Fridjoff said:
Just as a matter of interest: who can actually read a 4 Gb plain text
file? I mean how long would it take you? What could it be anyway? 4 Gb
of source code in one file perhaps? How does one handle that amount of
code in one file?
Just to put things into perspective, the combined texts of
Shakespeare's Hamlet, Macbeth, Otello and sonnets combined amount to
less than 500 Kb, Darwin's 'Origin of species' is less than 1.3 Mb and
Adam Smith's capitalist's gospel, 'An inquiry into the wealth of
nations' etc., is 2.2 Mb, all in plain text.
I don't know what big files the OP was talking about, but someone
recently posted this :
<quote>
Actually, what I find use for is a fast text reader for large text
files such as are produced by Mozilla and Pegasus email. I've had
occasion to try to track down text in their large archives. Then my
technique of using a file pointer and dumping just small quantities of
file data into memory at a time come in handy. I find that many text
viewers don't work that way and they get bogged down and even crash.

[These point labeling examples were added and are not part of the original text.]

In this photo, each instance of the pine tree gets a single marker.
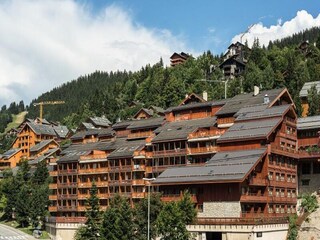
(313, 101)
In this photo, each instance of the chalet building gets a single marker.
(239, 153)
(10, 158)
(234, 60)
(304, 95)
(309, 154)
(178, 58)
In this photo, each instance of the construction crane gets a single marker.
(46, 103)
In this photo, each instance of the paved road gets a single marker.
(9, 233)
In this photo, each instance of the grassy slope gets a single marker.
(16, 120)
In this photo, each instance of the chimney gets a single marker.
(266, 99)
(205, 95)
(255, 91)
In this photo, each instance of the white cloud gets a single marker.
(302, 21)
(46, 43)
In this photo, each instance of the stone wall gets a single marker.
(220, 209)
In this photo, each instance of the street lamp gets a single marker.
(149, 180)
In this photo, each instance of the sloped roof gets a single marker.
(252, 129)
(41, 129)
(308, 123)
(231, 166)
(127, 149)
(261, 111)
(242, 100)
(61, 131)
(307, 86)
(146, 123)
(44, 156)
(41, 145)
(197, 105)
(10, 153)
(181, 129)
(100, 121)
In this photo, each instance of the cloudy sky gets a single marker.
(46, 43)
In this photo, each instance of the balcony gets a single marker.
(67, 196)
(177, 197)
(53, 173)
(258, 182)
(174, 152)
(138, 167)
(53, 209)
(209, 134)
(138, 182)
(93, 170)
(67, 219)
(53, 197)
(138, 195)
(137, 135)
(52, 186)
(203, 150)
(253, 197)
(284, 184)
(67, 208)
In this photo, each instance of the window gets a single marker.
(305, 182)
(306, 168)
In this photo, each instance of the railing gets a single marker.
(242, 221)
(140, 134)
(173, 152)
(53, 173)
(138, 167)
(138, 182)
(67, 219)
(53, 209)
(257, 182)
(68, 171)
(95, 156)
(52, 186)
(93, 170)
(212, 149)
(253, 197)
(177, 197)
(53, 197)
(204, 134)
(138, 195)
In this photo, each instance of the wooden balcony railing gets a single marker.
(199, 150)
(177, 197)
(253, 197)
(138, 195)
(52, 186)
(173, 152)
(93, 170)
(53, 197)
(140, 134)
(138, 167)
(53, 173)
(53, 209)
(67, 219)
(258, 182)
(95, 156)
(138, 182)
(205, 134)
(67, 208)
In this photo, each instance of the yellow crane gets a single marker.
(46, 103)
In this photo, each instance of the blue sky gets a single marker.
(209, 24)
(45, 43)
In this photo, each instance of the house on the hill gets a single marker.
(178, 58)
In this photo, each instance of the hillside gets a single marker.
(110, 94)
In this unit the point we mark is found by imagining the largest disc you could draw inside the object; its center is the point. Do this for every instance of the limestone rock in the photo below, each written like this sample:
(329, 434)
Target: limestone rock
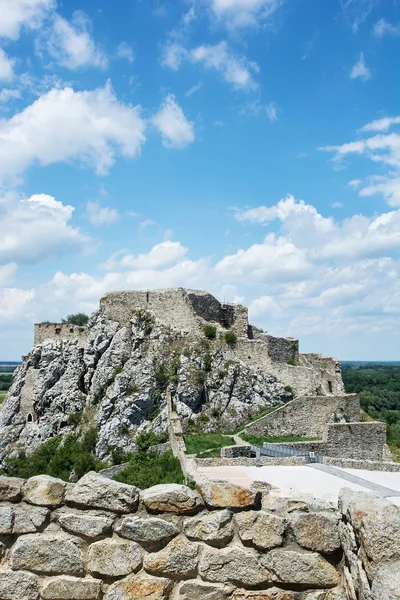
(178, 559)
(95, 491)
(29, 519)
(141, 587)
(171, 497)
(214, 528)
(47, 554)
(88, 525)
(204, 591)
(150, 532)
(11, 489)
(317, 531)
(45, 491)
(260, 529)
(222, 494)
(114, 558)
(18, 586)
(300, 568)
(71, 588)
(232, 565)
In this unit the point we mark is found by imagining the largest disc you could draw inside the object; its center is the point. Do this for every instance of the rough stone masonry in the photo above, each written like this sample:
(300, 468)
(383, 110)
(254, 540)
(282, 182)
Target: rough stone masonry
(99, 539)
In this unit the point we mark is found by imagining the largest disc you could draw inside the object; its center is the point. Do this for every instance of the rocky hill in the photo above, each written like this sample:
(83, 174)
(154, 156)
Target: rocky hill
(114, 373)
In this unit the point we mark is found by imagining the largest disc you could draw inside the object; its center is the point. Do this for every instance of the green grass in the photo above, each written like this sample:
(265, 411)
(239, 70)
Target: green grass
(258, 440)
(202, 445)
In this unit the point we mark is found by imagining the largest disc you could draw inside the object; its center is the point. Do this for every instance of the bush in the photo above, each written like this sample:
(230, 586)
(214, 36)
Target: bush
(146, 469)
(230, 338)
(210, 331)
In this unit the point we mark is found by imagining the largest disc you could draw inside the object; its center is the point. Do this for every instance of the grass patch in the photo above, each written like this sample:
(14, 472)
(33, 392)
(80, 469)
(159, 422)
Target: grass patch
(207, 442)
(258, 440)
(146, 469)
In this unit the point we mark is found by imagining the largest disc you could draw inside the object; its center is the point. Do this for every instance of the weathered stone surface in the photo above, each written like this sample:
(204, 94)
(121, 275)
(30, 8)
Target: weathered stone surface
(222, 494)
(272, 594)
(178, 559)
(114, 558)
(47, 553)
(11, 489)
(214, 528)
(150, 531)
(317, 531)
(171, 497)
(232, 565)
(29, 519)
(141, 587)
(71, 588)
(88, 525)
(6, 520)
(18, 586)
(45, 491)
(95, 491)
(386, 584)
(260, 529)
(300, 568)
(204, 591)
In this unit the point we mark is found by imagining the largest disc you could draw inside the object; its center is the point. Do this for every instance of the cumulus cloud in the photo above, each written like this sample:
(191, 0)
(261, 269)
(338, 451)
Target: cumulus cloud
(360, 70)
(36, 228)
(71, 44)
(16, 14)
(170, 121)
(91, 127)
(98, 215)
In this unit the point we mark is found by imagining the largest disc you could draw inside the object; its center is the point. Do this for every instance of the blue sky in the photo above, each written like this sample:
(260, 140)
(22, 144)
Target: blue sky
(246, 147)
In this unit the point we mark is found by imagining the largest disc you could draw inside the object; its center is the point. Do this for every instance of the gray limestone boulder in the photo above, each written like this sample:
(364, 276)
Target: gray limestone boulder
(95, 491)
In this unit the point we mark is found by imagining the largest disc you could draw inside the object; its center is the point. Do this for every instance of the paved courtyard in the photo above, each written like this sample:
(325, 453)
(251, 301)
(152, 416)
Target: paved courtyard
(318, 480)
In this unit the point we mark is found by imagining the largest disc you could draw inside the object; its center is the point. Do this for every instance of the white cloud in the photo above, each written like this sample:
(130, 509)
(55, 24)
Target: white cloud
(360, 70)
(125, 51)
(36, 228)
(99, 216)
(16, 14)
(91, 127)
(6, 66)
(71, 44)
(383, 27)
(175, 129)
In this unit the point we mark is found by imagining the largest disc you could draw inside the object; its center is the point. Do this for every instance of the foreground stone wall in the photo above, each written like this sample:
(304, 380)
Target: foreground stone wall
(99, 539)
(307, 416)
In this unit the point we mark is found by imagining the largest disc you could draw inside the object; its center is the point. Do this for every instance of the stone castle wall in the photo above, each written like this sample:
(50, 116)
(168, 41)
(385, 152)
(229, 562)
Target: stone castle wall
(99, 539)
(307, 416)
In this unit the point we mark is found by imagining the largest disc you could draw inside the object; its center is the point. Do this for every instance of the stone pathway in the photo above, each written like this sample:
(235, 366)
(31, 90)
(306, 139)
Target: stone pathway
(379, 490)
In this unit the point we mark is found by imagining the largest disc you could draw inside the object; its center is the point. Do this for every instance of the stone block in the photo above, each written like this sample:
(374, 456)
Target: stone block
(149, 532)
(18, 586)
(177, 560)
(95, 491)
(11, 489)
(45, 491)
(173, 498)
(260, 529)
(215, 528)
(71, 588)
(141, 587)
(222, 494)
(88, 525)
(300, 568)
(232, 565)
(114, 558)
(47, 554)
(317, 531)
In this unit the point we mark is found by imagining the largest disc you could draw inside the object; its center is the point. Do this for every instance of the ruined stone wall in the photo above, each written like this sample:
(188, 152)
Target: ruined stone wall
(307, 416)
(59, 331)
(99, 539)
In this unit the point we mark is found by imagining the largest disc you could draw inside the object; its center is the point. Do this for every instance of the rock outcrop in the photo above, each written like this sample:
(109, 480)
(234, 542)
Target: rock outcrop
(114, 374)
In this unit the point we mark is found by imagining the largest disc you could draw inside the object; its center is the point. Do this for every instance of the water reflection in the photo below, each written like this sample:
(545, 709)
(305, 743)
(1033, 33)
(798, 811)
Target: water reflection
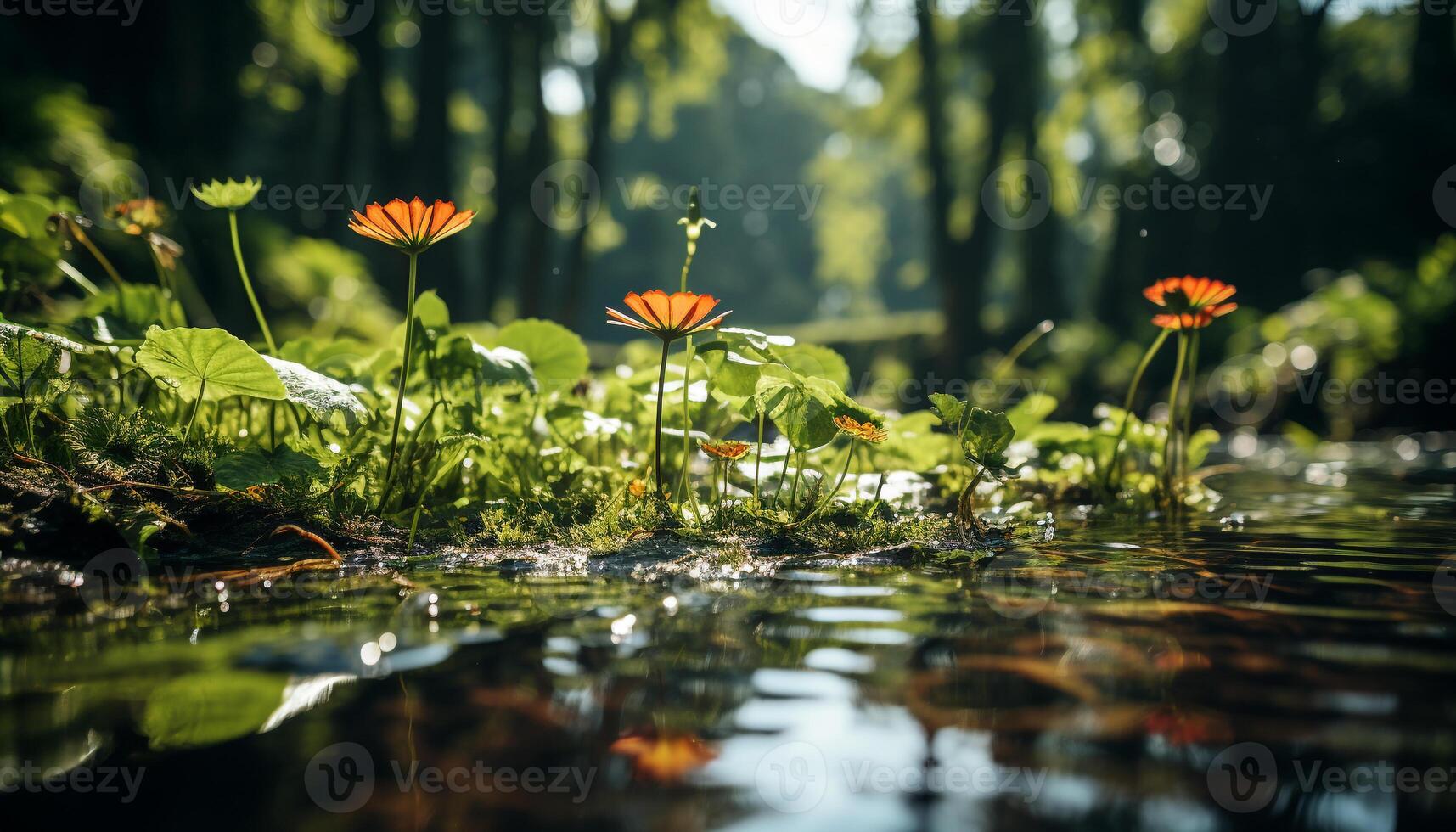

Readers designed for use in Windows seem to rely on dumping a entire
file into memory and that's bad news. If they don't crash, they are
slow as mollases
At least on the PCs I've used which have never had
huge amounts of RAM.
<quote>
He was happy with the proposed ListXP (on Windows ME).
It uses very little memory : opening a 56GB text file uses only about
30MB of memory and still allows you to scroll and search through the
file naturally (i.e. random access with a scrollbar) and at full speed.
You can also think of e.g. log files.
One might be interested in as much detail as possible e.g. concerning
the state of a system, associated with (certain) errors or other events.
So you would need to record constantly, which can mean (very) big files,
which you can then search afterwards for the events to get at the
associated details.
You can also think of e.g. exporting the registry to a text file, which
certainly on XP produces a seriously big file.
This can come in handy later, e.g. in case or really big trouble, like
having to reformat.
Although you cannot just import that text file, you can search it for
some crucial keys, and maybe save a lot of time with what you find.